I want to keep Armor simple as well. I’m not going to do an armor class like a Dungeons and Dragons would do to see if something hits. If the boss monster or a monster in a field swings at you they are doing X amount of damage + X modifier – X defense – X resistance. And your armor is going to give you defense. Now if you have a shield the “X defense” can be broken down into X armor + X shield for your total defense.

Items

These are going to be the small items like a health potion or something that will give you resistance to a damage type. It could also just be a trinket or a bauble or a quest item, but those will go in your limited inventory space.

Augments

Augments are something that I have hinted at before but not really talked about much. I didn’t have a term for them until now. I wanted to create combinations for skills. So by that I mean that if you have a skill that is called “Parry Stab Stab” you’d be able to attach and augment to it that would go with it all the time once it’s attached that would turn it into “Fire Parry Stab Stab”. So your weapon would be on fire and deal fire damage for that attack. But you could augment “Arrows of Death” with fire as well. Or “Smoldering Gaze” with fire. And it’d always do something so you can really make whatever skill you want to be augmented in whatever way you want.

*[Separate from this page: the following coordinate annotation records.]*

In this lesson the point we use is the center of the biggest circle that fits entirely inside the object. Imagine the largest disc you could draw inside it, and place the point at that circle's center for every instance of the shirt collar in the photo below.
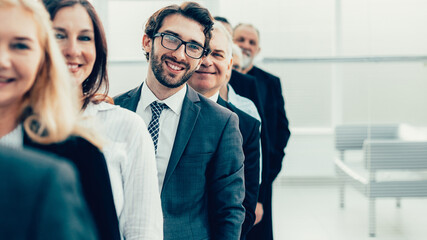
(215, 97)
(231, 94)
(173, 102)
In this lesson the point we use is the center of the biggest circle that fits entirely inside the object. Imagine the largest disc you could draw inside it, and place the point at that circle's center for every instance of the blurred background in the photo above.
(360, 64)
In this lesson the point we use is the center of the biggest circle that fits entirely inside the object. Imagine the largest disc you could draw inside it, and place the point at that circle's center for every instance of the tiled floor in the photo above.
(306, 212)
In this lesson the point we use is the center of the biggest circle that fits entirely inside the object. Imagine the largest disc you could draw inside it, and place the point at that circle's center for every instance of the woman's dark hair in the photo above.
(189, 10)
(98, 78)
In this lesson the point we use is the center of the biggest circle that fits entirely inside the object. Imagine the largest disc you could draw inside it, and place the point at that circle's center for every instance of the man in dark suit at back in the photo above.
(208, 80)
(41, 198)
(198, 144)
(269, 88)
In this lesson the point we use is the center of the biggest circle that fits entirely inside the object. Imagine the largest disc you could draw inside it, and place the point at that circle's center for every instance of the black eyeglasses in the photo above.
(172, 42)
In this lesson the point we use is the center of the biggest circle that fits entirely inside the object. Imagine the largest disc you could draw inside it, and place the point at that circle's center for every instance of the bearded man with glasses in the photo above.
(198, 143)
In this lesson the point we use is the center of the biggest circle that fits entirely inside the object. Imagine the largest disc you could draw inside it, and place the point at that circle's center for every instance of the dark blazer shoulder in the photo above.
(209, 107)
(258, 72)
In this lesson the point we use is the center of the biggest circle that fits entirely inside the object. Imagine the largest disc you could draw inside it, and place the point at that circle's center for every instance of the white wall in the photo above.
(317, 95)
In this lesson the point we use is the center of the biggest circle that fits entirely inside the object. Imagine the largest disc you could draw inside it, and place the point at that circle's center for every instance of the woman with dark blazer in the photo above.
(39, 106)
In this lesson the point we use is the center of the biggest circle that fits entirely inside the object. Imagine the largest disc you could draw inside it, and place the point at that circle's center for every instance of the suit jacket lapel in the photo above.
(131, 102)
(189, 114)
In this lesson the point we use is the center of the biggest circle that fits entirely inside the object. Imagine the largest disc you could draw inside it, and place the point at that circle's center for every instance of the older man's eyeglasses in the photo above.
(172, 42)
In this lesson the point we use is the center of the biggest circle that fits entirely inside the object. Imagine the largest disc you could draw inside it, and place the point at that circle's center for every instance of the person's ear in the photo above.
(147, 43)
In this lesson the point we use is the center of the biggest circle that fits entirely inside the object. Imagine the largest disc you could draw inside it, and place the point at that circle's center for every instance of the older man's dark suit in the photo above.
(203, 189)
(270, 95)
(249, 127)
(246, 86)
(41, 198)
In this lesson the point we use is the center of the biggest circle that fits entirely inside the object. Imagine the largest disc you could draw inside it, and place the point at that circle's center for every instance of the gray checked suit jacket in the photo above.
(203, 190)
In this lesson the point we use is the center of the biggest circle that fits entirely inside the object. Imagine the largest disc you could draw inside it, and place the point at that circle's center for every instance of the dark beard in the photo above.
(167, 79)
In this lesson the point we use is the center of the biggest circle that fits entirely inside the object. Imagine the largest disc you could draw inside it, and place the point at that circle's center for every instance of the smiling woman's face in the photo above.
(76, 38)
(20, 55)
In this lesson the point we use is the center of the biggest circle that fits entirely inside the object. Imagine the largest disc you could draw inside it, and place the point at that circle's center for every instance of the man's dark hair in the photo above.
(222, 19)
(189, 10)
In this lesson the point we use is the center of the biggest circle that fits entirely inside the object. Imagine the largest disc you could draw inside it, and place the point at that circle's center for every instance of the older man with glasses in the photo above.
(198, 144)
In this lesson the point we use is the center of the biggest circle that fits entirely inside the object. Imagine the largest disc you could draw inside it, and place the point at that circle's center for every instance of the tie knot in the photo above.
(157, 108)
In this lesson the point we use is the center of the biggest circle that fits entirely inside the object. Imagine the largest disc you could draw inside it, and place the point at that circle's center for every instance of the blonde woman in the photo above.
(39, 106)
(129, 150)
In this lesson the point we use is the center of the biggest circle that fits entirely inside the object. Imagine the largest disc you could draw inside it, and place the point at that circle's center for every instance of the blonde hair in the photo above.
(50, 109)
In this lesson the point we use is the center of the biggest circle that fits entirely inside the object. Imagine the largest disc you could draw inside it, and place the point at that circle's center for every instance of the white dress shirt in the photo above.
(129, 153)
(168, 124)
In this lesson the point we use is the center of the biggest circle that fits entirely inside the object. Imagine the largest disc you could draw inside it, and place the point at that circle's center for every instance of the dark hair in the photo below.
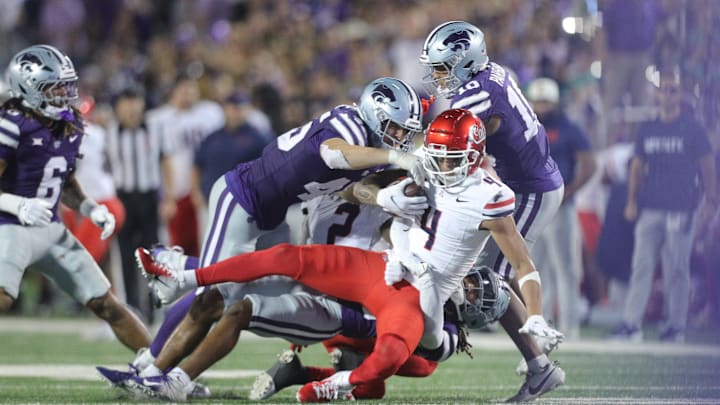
(66, 126)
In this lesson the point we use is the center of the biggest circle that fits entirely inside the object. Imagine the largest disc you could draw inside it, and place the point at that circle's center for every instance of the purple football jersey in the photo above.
(38, 160)
(291, 169)
(520, 146)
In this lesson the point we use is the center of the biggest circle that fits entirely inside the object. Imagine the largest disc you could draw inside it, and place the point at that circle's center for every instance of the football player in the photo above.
(440, 248)
(321, 157)
(459, 69)
(40, 135)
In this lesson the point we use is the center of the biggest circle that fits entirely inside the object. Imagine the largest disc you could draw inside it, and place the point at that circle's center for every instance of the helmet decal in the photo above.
(458, 41)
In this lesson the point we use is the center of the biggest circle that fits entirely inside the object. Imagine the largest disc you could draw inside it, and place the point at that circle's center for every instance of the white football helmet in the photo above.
(453, 52)
(45, 79)
(388, 103)
(487, 297)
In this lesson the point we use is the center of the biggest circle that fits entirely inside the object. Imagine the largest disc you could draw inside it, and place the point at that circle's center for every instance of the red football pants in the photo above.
(89, 234)
(346, 273)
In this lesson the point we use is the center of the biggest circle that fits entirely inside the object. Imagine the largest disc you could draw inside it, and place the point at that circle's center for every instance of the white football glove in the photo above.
(34, 212)
(393, 200)
(394, 270)
(537, 326)
(100, 216)
(409, 162)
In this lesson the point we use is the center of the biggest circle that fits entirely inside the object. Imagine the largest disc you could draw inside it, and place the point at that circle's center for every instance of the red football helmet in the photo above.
(454, 147)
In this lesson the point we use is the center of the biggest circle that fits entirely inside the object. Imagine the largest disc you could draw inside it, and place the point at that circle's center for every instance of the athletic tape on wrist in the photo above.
(530, 276)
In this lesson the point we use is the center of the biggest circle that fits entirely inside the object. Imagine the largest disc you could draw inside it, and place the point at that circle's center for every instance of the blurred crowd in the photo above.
(290, 60)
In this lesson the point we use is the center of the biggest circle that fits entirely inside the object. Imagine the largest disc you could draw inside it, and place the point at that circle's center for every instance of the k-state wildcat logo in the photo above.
(459, 40)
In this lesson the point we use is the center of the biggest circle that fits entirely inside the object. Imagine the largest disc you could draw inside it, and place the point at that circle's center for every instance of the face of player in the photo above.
(61, 93)
(446, 164)
(441, 73)
(396, 135)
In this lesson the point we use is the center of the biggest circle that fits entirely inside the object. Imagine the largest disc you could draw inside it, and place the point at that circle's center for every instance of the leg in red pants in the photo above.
(346, 273)
(89, 234)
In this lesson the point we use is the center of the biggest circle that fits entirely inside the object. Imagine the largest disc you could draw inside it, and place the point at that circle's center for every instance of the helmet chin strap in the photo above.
(57, 113)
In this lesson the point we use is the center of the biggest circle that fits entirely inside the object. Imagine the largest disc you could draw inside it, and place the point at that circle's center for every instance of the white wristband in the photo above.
(10, 203)
(530, 276)
(87, 206)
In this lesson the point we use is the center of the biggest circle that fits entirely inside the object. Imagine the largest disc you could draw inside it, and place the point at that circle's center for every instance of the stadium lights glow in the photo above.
(569, 25)
(652, 75)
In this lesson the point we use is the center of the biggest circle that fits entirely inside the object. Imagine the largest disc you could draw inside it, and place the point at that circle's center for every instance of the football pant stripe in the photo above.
(217, 228)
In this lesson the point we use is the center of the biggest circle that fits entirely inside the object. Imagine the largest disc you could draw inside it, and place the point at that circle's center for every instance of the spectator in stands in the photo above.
(671, 154)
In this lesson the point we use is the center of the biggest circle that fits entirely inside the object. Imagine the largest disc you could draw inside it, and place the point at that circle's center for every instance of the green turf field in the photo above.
(51, 363)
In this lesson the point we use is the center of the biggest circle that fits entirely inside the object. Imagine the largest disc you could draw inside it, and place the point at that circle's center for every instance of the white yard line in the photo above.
(85, 372)
(484, 341)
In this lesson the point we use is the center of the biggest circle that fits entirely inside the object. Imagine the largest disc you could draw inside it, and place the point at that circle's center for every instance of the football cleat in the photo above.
(117, 378)
(547, 379)
(166, 281)
(626, 332)
(672, 335)
(286, 371)
(198, 391)
(330, 389)
(143, 358)
(546, 345)
(165, 386)
(344, 358)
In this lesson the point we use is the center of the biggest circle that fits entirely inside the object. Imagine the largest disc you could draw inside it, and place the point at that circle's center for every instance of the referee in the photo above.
(135, 156)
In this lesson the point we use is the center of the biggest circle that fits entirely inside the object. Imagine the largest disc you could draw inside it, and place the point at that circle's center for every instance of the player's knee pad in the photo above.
(240, 312)
(390, 353)
(6, 300)
(106, 307)
(208, 306)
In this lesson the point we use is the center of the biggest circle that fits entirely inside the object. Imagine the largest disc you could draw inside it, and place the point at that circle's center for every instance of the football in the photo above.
(413, 190)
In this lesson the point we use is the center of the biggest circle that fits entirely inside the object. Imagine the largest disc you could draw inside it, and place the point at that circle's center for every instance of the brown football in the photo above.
(413, 190)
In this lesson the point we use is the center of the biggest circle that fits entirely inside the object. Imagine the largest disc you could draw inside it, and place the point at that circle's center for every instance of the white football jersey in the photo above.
(92, 170)
(448, 236)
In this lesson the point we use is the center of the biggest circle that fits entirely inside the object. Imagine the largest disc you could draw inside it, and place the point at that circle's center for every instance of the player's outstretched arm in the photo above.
(29, 211)
(74, 197)
(339, 154)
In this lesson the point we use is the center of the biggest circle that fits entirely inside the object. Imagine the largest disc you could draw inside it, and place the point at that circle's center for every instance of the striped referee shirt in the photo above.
(134, 155)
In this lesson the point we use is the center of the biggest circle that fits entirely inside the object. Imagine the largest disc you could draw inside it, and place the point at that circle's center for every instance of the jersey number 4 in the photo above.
(429, 224)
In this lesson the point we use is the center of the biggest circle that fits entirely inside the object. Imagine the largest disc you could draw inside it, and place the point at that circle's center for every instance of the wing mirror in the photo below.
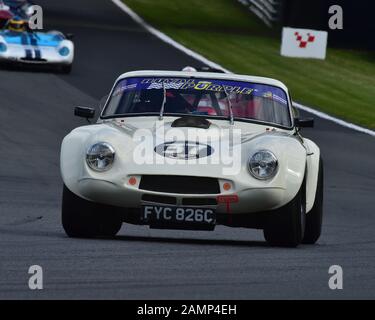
(84, 112)
(304, 122)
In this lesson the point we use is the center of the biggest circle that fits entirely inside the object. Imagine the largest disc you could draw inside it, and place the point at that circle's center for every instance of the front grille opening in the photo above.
(180, 184)
(159, 199)
(34, 59)
(199, 202)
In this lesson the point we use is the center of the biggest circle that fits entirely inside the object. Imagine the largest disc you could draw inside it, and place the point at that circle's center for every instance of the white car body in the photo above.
(298, 160)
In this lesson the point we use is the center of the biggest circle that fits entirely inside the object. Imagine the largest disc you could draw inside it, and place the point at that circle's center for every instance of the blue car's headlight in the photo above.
(64, 51)
(3, 47)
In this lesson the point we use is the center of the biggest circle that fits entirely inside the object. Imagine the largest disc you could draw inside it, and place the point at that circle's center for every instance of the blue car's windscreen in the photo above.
(200, 97)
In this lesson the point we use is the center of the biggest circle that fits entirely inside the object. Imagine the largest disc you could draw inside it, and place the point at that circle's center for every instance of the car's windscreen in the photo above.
(199, 97)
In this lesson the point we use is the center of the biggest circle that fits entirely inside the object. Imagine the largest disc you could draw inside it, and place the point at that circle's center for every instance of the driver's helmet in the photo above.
(17, 24)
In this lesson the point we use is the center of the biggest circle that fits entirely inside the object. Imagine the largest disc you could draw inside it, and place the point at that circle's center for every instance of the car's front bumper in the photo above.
(236, 201)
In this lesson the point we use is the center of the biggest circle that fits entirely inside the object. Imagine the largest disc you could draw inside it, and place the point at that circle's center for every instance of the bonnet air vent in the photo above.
(193, 122)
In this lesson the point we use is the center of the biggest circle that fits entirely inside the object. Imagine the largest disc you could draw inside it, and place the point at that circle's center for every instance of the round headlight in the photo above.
(100, 156)
(64, 51)
(3, 47)
(263, 165)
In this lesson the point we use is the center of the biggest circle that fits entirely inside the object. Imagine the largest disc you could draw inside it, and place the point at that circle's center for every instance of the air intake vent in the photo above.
(180, 184)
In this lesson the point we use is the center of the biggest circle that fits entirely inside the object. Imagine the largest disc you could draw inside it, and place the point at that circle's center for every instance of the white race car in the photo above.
(37, 48)
(190, 150)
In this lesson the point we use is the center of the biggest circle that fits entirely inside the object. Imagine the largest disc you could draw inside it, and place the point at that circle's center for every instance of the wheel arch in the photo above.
(312, 172)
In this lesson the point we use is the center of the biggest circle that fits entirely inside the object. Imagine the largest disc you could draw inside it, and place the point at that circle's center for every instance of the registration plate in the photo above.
(173, 217)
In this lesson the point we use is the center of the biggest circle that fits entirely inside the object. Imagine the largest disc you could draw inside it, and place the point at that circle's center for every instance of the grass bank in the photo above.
(343, 85)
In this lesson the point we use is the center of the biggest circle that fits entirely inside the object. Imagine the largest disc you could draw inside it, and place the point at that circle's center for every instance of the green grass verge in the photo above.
(343, 85)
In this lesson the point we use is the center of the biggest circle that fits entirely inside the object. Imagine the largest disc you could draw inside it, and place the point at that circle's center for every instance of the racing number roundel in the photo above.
(184, 150)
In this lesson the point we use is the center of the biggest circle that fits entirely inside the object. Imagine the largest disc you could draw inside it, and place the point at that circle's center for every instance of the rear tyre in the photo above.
(314, 218)
(86, 219)
(287, 225)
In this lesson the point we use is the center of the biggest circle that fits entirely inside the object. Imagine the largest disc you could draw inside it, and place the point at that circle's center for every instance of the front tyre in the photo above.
(86, 219)
(286, 226)
(314, 218)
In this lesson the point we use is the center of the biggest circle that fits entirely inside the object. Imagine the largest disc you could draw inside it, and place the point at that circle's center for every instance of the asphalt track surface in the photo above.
(36, 113)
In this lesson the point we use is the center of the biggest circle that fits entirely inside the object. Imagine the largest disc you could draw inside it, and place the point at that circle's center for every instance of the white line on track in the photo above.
(162, 36)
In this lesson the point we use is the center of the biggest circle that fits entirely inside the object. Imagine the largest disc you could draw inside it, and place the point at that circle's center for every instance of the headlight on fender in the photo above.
(64, 51)
(263, 165)
(100, 156)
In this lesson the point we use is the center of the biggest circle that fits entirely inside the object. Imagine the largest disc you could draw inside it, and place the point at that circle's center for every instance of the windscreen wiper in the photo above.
(161, 114)
(231, 117)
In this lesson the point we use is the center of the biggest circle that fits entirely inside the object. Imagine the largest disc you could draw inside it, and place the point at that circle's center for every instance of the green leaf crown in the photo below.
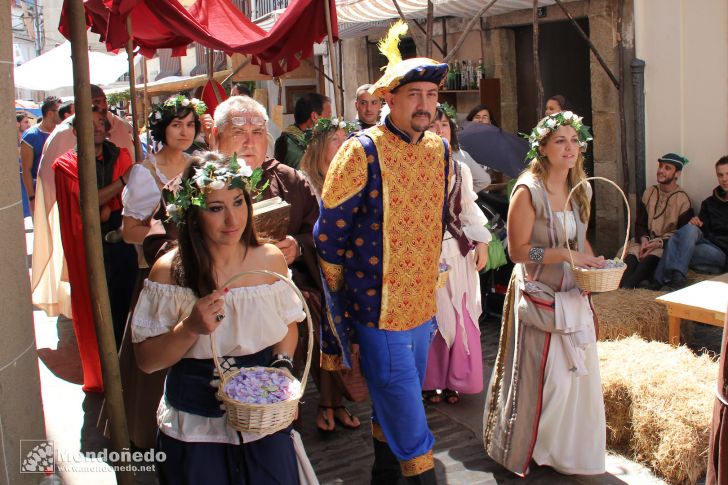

With that said, skills aren’t the only thing that can be augmented. A weapon would be given the status of fire, and now it is always going to deal fire damage in addition to it’s other damage. The downside is that once you’ve given it fire, you can’t take it off. And there’ll be some augments or skills that go on the player as well, versus as on the weapon. An example of this I’m going to rip straight from Sword Art Online. The main character Kirito unlocks an unique skill called Dual Wielding, aka, he can fight with two weapons. Something like that would be a specific quest given augment that could go on a player versus going on a weapon or something like that. It would be an always on ability. Something like that is going to be on certain types of quests, which it might not be obvious that it is on a quest when you start it, it might ask you to draw an augment until you find a character one and add it to the quest or make it an optional item on the quest, like, you can gain access to this if you beat the quest or complete it with this much overkill on the final check.

Money

Final thing to talk about is currency, basically, you’ll get money and you can spend it. The guild, by sending out members to do stuff on the levels will also get your money and spend money for you. So it won’t be like you have no flow of income, but most of your money is going to come from beating quests, fighting monsters, and beating the boss.

What do you think of augments. I think everything else is actually pretty straight forward, with skills being a bit out there, but fairly easy to grasp, but augments are something different. Does that customization sound interesting?